Le contrôle de la peste sous l’anarchisme
Imaginez une société sans État ni entreprises capitalistes, autogérée par des fédérations d’industries autonomes à but non lucratif, des communes agro-industrielles, des coopératives de consommateurs et d’autres associations volontaires. Elle serait enracinée dans des institutions directement démocratiques, associées au niveau national et international dans des fédérations et des réseaux. Comment une telle société (qu’on l’appelle « anarchie » ou « démocratie socialiste participative ») ferait-elle face à une pandémie comme celle du Covid-19 ? Certes, elle serait moins susceptible de connaître de telles pandémies, en raison de la propreté générale et de la couverture sanitaire universelle. Elle n’étendrait pas l’industrie, les logements urbains, les fermes industrielles et les plantations dans les zones humides et sauvages – une cause majeure de la propagation des fléaux. Mais il n’y a aucun moyen de garantir la fin de tous les fléaux. Alors, comment une société libre peut-elle faire face à une peste ? En cas de pandémie à l’échelle nationale ou mondiale, une certaine coordination centrale serait nécessaire.
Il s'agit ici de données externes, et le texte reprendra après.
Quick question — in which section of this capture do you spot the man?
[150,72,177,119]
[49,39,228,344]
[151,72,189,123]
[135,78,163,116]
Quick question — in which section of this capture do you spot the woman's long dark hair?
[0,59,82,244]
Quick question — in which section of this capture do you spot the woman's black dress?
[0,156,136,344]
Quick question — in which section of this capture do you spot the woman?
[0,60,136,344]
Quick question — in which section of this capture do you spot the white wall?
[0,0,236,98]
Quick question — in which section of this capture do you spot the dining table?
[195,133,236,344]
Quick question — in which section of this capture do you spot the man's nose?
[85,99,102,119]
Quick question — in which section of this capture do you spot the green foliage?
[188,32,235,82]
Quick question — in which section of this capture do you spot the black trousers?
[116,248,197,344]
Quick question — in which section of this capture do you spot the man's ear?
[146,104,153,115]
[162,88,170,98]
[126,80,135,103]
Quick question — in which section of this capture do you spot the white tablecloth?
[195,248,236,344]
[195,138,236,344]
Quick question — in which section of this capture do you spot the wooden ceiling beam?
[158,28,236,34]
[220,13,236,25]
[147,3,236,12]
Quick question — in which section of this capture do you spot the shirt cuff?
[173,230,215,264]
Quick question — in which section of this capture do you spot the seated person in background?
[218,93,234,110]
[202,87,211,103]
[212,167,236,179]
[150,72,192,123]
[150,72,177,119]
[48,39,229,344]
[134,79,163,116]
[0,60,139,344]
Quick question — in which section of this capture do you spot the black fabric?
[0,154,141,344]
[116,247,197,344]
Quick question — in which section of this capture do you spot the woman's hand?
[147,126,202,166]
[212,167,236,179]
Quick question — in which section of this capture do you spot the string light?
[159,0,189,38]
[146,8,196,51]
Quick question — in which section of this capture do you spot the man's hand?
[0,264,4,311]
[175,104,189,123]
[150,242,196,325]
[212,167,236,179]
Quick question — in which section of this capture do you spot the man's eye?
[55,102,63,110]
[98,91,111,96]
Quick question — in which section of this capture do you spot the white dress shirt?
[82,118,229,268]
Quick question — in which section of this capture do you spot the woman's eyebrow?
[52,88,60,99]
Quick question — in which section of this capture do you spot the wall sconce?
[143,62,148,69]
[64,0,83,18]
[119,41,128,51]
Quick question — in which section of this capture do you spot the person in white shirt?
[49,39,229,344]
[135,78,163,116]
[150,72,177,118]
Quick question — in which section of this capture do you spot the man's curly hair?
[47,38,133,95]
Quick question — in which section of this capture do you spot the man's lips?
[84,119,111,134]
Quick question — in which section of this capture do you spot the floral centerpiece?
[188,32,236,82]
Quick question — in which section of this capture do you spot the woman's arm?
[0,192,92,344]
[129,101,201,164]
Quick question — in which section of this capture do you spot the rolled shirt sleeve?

Dans un livre prônant une décentralisation aussi poussée que possible, l’anarchiste Paul Goodman écrit dans People or Personnel ; Decentralizing and the Mixed System (1965),
L’autorité centrale est nécessaire lorsqu’il n’y a pas de limites de district et que quelque chose de positif doit être fait, comme lors du contrôle d’une épidémie… La centralisation est temporairement nécessaire lorsqu’une urgence exige la concentration de tous les pouvoirs dans un effort concerté.
(p. 9, c’est moi qui souligne)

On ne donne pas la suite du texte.